First things first, because I started with The Fall of Plaguestone, I had Phinnick the goblin make clear that he was a refugee from internal cleansings perpetrated by the Red Hand several years earlier. Fascists tend to start with internal ideological purification - "first they came for the socialists" and all that - before they move into outward expansion. I plan to also have groups of goblin (and hobgoblin) refugees hiding in the blackfens for similar reasons, though most refugees would likely have fled north or west given the history of contention with Elsir Vale.

In addition, it is not unlikely that, at some point, the PCs will travel north to the Endless Plains, where there will be not only centaur nomads and human "barbarians" (yikes), but also orc tribes that the PCs will likely want to make allies out of! I might include some Gnolls too, as the book mentions - in theory, all those years back it was Gnolls who Yael and co. fought off, so it'd be cool to see what they're up to several hundred years later / turn them into another potential ally.

Finally, it's important to me that we not paint Elsir Vale as a perfect utopia. It shouldn't be so horrifying that the PCs want to burn it to the ground, but neither should the impression be that humans et al. are moral paragons. First off, they are racist! Not horribly so, but I've had several people say pretty rude things about Phinnick, and there was a point where the PCs sent him on ahead to deliver a message and they didn't trust him enough to believe it wasn't some trick, thus delaying the evacuation and forcing the PCs to deal more directly. IMO, a pretty historically typical racism against a group they've historically fought.

I have also made a point of emphasizing human threats to the party (Vilree in Plaguestone, Lady Dagger, and bandits, so far), and will be doing even more of that in Brindol/etc.

P.S. Just for kicks I give all my hobgoblins British accents just to drive home the Imperialist themes while also challenging usual assumptions about accents/etc.
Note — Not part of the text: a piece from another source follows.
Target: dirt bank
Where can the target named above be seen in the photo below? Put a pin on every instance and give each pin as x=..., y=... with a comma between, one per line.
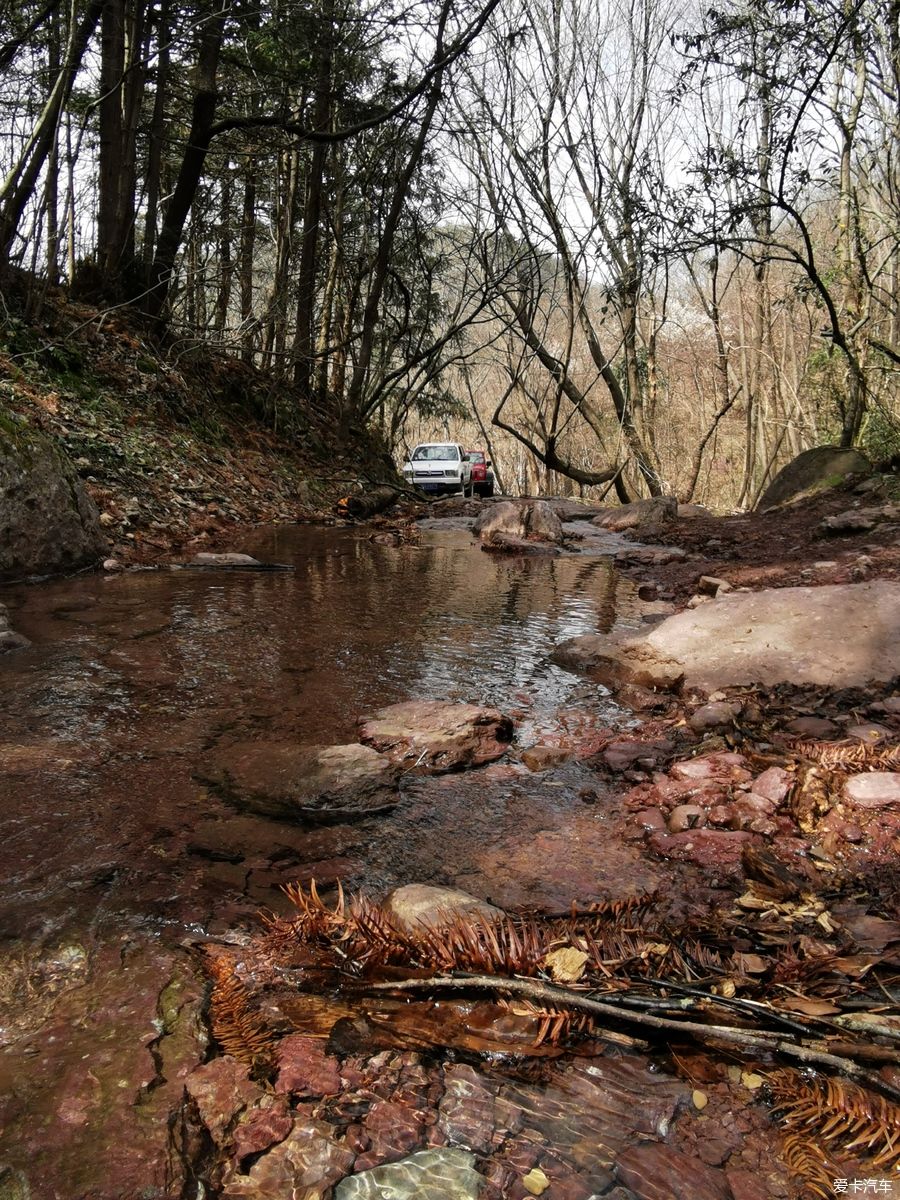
x=175, y=444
I am not claiming that my campaign is perfect, and anyone who does it differently is the worst, but I do think that it's important to think deeply, critically, and materially about how our worlds function and what narratives our stories reproduce. If I did anything dumb or wrong, please tell me! Criticism is a gift.

That's all for now - I'll be fleshing out various sandbox areas soon, possibly starting with Brindol given that my PCs are heading there before Rhest. Not sure where they'll head after that, but I've already begun light work on the Blackfens and Hammerfist Holds. See y'all then!